Bug #20485
closedSimple use of Fiber makes GC leak objects with singleton method
Description
I found a possible memory leak which occurs only when several conditions are met.
The code to reproduce the problem is below:
class Work
def add_method
singleton_class.define_method(:f) {}
end
end
1.times { Fiber.new {}.resume }
work = Work.new
work.add_method
work = nil
GC.start
num_objs = ObjectSpace.each_object.select { |o| o.is_a?(Work) rescue false }.size
unless num_objs.zero?
raise "NG"
end
Expected result: The script exits normally.
Actual result: RuntimeError "NG" is raised.
If I change 1.times { Fiber.new {}.resume }
to just Fiber.new {}.resume
or remove work.add_method
, GC works as expected.
Is there any problem at the way to use Fiber in this code, or is it a bug due to Ruby?
I tested ruby 3.3.1 (2024-04-23 revision c56cd86388) [x86_64-linux] too and the result was a little different. The code above didn't reproduce the problem, but if I changed 1.times
to Mutex.new.synchronize
, it was able to reproduce.
Updated by skhrshin (Shintaro Sakahara) 6 months ago
- Subject changed from Simple use of Mutex and Fiber makes GC leak objects with singleton method to Simple use of Fiber makes GC leak objects with singleton method
- Description updated (diff)
Update: Using Mutex was not necessary.
Updated by skhrshin (Shintaro Sakahara) 6 months ago
- Description updated (diff)
Update: To reproduce this issue with Ruby 3.3.1, Mutex is necessary.
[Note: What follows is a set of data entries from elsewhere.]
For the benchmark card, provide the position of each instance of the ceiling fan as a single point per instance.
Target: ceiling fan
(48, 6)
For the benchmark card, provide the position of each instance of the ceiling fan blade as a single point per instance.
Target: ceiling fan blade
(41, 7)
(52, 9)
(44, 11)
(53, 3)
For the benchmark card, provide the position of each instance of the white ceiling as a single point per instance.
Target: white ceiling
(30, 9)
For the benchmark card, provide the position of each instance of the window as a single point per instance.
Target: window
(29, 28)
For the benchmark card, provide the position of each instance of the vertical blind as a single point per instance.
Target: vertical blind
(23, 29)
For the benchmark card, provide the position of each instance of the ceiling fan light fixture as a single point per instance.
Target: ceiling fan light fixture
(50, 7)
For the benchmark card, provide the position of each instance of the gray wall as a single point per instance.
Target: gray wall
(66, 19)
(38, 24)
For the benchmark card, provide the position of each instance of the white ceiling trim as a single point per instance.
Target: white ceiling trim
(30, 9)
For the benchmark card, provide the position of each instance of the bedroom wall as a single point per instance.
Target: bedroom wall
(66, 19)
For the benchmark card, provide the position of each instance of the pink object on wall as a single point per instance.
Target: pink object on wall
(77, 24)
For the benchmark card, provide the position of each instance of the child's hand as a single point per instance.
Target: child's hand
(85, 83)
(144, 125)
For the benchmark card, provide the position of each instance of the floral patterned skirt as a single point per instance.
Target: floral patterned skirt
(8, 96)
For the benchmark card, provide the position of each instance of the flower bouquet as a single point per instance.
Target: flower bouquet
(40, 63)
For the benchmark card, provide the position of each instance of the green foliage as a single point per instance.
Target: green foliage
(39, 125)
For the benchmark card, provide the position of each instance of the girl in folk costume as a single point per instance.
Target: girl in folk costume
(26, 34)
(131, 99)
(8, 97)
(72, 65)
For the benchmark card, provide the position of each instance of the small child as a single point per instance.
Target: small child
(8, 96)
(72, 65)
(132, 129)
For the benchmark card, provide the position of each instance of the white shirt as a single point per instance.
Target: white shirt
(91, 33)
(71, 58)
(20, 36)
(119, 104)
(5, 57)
Updated by skhrshin (Shintaro Sakahara) 6 months ago
Changing 1.times
to [1].each
could reproduce the problem on Ruby 3.3.1 too.
Updated by skhrshin (Shintaro Sakahara) 6 months ago
- ruby -v changed from ruby 3.2.3 (2024-01-18 revision 52bb2ac0a6) [x86_64-linux] to ruby 3.2.4 (2024-04-23 revision af471c0e01) [x86_64-linux]
I confirmed that all of 1.times
, [1].each
and Mutex.new.synchronize
versions reproduce the problem on Ruby 3.2.4.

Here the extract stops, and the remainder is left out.